Mosbacher Kolloquium

69. Mosbacher Kolloquium - "Synthetic Biology - from Understanding to Application"

The GBM "Gesellschaft für Biochemie und Molekularbiologie e. V." in English "Society for biochemistry and molecular biology" (e. V. = registered society/association) welcomed us to their annual colloquium of Mosbach "Mosbacher Kolloquium". The 69th colloquium was titled "Synthetic Biology - from Understanding to Application". The scientific organizers of the Mosbach Colloquium 2018 were Victor Sourjik (Marburg), Anke Becker (Marburg), Wilfried Weber (Freiburg) and one of our professors, Matias Zurbriggen (Dusseldorf). The Mosbacher Kolloquium is an opportunity to establish contacts, to find orientation in the research landscape or to receive detailed technical knowledge for your own projects. It’s for students of every stage of education since there is something for everyone. We were fortunate enough to have formed a carpool with students from the jGBM ("Junior GBM") who gave us valuable tips about the colloquium.

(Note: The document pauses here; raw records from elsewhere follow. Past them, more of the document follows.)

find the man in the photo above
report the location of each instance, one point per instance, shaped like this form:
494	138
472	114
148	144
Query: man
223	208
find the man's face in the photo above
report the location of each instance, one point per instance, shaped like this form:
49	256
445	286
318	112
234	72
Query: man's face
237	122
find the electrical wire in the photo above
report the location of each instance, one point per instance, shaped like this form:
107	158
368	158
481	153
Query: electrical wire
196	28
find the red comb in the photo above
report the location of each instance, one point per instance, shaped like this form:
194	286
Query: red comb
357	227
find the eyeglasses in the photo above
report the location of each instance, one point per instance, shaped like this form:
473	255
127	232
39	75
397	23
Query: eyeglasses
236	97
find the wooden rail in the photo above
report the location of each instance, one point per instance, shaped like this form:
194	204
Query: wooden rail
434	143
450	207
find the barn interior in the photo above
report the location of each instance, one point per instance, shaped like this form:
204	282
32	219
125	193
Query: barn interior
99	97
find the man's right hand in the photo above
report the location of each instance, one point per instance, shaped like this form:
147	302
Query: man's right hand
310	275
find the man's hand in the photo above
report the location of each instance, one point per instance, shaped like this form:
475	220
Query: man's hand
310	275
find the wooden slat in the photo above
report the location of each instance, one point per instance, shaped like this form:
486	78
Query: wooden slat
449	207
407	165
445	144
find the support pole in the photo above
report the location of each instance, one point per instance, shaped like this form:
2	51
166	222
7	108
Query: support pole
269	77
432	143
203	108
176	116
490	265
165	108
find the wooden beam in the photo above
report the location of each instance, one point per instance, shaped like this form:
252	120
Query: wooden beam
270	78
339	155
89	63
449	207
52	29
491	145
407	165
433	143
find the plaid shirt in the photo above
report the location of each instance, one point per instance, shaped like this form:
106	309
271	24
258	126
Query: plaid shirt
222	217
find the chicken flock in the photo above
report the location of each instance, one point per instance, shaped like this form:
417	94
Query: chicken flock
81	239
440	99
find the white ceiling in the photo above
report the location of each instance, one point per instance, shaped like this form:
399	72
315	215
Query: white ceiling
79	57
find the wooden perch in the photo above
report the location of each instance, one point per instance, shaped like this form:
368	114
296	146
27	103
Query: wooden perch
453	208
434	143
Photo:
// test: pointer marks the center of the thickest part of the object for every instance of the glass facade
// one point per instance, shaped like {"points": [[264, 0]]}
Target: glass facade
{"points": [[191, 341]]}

Of course, the main focus were the science talks: One interesting talk was by Hannah Wagner from the University of Freiburg, who synthesized a positive feedback loop with molecular switches. Mustafa Khammash from the ETH Zurich spoke about the application of optogenetics in synthetic biology and provided the Mosbach Colloquium with several posters about his research, which were represented at the poster sessions. The general take-home-message was that synthetic biology is the chance to understand what life is. As Nobelist (1965) Richard Feynman said:
“What we cannot create, we do not understand.”

In addition to the science talks, a get-together "Get to know iGEM" was organized for current and former iGEM participants and interested parties. iGEM Hamburg, iGEM Marburg and former participants of iGEM Darmstadt among others attended. We discussed how to establish the iGEM competition in an university and were given advice on conflict counseling in the team and on sponsorship. We also motivated those interested to apply for their university iGEM-team next year or even to form an iGEM team themselves.